Hep söylüyorum ya, 'Eşkıya'da bir dakika sonra ne olacağını kimse bilemez. İşte diziyi 'fenomen' yapan da bu.
Ekran karşısında hepimiz bahtsız kaleci gibi olduk; sürekli ters köşeye yatıyor, şutun nereden gelip hangi köşeye takılacağını bir türlü bilemiyoruz.
Geçen hafta büyük bomba patlamış, kızının ölümüyle sonuçlanan 'Hızır Reis'e suikast eylemini, istihbaratın başındaki 'Nevzat'ın planladığı iddiası çarşıyı karıştırmıştı. Bu haftaki bölümün son kareleri ise herkesi şoke etti. 'Hızır'ın küçük oğlu 'Ömer', kan ter içinde titreyerek eve geldi, merdivenlere çöktü ve "Ben birini öldürdüm" dedi. Hem kare dondu, hem de ekran karşısındaki bizler... 'Ömer', günlerdir anne-babasını yeniden bir araya getirecek bir 'eylemin' planlarını yapıyordu.
Hatta bir ara otomobille kaza yapmayı bile düşünmüştü.
Peki 'Ömer' kimi öldürmüş olabilir?
'Nevzat'ı olabilir mi acaba?
Yoksa annesi ile babasının arasını açan 'Candan'ı mı? Ya da gencin bu sözleri, sadece dikkatleri üzerine odaklamak için yapılmış bir blöf mü? Aslında 'otomobille kaza yapma planı' bende bir şeyler çağrıştırıyor ama emin olamıyorum... Uzun zamandır bir sonraki bölümünü iple çektiğim bir dizi olmamıştı. Gel salı günü, geeel!
Ama bu haftaki 'Eşkıya'da burnumu ekrana yapıştırmama neden olan tek sahne bu değildi.
'Hızır' ile 'Meryem'in kaybettikleri kızları üzerine giriştikleri bir diyalog vardı ki, evlat acısının ne olduğunu (Allah kimselere yaşatmasın) yüreklere telkari gibi büke büke nakşetti. Uzun bir süre sonra evine dönen 'Hızır', karısı 'Meryem'i yatağın üzerinde, kaybettikleri kızlarının hatıra defterini okurken buldu.

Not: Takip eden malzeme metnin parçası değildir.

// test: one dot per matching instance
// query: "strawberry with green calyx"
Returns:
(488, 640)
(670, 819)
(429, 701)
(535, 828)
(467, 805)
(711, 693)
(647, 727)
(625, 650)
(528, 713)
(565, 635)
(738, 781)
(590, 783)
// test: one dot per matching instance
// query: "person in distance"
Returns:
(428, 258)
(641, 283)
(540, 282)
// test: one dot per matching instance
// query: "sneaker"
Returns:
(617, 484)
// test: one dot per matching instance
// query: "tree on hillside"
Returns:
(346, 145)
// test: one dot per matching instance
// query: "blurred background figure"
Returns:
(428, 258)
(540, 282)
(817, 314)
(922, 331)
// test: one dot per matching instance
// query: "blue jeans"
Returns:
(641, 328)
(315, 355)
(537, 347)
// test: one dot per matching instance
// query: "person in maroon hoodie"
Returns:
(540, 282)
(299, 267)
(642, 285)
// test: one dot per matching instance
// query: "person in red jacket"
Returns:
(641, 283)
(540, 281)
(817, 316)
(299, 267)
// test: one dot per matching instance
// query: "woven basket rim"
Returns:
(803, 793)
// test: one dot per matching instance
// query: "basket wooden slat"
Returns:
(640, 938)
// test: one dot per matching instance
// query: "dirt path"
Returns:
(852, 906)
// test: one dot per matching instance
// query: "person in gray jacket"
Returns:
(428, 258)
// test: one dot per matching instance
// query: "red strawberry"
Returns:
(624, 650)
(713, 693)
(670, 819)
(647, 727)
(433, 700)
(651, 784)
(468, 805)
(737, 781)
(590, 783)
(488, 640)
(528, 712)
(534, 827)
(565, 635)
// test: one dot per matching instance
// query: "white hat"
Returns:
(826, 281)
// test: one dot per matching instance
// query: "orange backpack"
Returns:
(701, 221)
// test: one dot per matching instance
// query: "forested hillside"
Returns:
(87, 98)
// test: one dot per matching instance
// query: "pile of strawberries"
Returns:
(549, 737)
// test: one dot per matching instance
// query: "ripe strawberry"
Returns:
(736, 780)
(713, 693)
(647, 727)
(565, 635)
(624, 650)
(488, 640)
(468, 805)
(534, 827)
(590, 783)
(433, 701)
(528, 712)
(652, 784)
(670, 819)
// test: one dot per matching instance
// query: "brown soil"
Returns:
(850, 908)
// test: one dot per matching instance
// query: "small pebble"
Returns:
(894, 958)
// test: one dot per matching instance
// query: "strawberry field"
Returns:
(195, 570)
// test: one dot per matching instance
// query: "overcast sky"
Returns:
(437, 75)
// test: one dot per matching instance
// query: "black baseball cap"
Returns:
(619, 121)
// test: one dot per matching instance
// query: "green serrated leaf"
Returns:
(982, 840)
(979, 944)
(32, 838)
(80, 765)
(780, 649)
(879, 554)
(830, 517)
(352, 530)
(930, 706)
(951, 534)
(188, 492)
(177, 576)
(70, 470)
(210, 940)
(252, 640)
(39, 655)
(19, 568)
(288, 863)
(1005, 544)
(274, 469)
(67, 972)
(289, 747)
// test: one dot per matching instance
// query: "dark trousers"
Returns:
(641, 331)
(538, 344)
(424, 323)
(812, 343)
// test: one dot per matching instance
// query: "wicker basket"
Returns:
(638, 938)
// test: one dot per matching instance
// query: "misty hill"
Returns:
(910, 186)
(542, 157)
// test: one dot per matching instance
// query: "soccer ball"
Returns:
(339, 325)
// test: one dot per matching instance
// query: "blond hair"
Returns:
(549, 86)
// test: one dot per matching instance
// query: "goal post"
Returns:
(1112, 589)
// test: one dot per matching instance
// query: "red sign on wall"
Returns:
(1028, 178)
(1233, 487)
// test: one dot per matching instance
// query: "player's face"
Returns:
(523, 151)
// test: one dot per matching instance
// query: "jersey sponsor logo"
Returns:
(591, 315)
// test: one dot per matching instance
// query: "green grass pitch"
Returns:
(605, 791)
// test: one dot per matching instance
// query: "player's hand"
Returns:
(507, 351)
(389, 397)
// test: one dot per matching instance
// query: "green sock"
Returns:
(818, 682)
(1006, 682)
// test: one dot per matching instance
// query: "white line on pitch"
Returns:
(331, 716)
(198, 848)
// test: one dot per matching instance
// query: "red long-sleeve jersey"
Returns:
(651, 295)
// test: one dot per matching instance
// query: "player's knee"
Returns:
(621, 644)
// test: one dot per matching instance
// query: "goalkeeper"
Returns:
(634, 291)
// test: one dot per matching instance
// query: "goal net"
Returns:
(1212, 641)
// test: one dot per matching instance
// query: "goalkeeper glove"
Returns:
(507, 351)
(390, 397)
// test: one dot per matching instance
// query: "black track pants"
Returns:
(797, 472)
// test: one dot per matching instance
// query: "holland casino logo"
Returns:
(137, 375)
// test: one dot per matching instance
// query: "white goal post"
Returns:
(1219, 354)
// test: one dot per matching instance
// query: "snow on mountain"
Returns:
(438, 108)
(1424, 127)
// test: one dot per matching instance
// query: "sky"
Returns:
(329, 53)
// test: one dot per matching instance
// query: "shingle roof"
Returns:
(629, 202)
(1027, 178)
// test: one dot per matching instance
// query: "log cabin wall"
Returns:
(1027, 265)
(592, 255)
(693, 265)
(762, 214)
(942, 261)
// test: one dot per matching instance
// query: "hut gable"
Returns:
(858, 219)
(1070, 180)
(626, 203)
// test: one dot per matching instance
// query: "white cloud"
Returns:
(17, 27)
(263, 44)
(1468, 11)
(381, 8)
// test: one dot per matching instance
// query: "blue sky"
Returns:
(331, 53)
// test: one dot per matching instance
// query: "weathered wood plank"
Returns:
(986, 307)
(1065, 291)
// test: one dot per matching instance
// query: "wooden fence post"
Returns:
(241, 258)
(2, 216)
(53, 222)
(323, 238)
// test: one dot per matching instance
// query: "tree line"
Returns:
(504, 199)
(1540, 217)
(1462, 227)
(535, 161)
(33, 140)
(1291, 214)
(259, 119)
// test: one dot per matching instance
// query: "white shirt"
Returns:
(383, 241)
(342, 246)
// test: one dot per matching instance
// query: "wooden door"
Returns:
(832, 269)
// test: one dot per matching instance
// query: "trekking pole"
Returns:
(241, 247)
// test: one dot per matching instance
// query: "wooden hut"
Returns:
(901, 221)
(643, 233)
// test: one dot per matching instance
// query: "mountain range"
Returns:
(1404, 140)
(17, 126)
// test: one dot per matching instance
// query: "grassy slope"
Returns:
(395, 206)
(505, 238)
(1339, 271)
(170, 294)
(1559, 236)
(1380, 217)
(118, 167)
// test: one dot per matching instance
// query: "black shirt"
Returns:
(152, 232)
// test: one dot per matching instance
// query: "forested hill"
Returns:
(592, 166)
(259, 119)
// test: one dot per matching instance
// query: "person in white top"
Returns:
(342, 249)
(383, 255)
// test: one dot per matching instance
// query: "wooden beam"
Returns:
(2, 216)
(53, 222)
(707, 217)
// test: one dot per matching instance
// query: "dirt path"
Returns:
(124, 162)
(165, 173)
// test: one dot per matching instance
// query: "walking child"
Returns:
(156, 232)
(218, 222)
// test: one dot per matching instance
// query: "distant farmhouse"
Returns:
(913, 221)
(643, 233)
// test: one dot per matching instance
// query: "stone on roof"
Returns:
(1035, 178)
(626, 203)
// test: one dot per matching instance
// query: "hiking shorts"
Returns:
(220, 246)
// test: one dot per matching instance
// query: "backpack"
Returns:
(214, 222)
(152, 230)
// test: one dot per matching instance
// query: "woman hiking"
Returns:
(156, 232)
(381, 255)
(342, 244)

Kapı aralığından bir süre onu izledi. O sahnede 'Meryem'i oynayan Deniz Çakır'ın oyunculuğuna bir kez daha hayran oldum. Aynı anda hem kahkahalarla gülüp, hem hıçkırıklara boğularak ağlıyordu.
Sadece bu sahne bile bu sene bütün En İyi Kadın Oyuncu ödüllerini toplamasına yeterdi.
"Kızımın bu kadar komik olduğunu bilmiyordum" dedi kocasına.
Çift, hüzünle kucaklaştı.
Sevgiden ziyade, acıda buluşmak onları derinden etkilemişti.
'Meryem', ailesini korumak için boşanıp gitme kararı alan kocasının göğsüne başını dayayarak, "Bana birlikte ölmek için söz vermiştin" dedi. 'Hızır'ın gözleri çerçevedeki merhum kızının fotoğrafına kaydı: "Ben sözümü tuttum... Onun ölümüyle zaten birlikte öldük..." Öfff... Tüylerim hâlâ diken diken.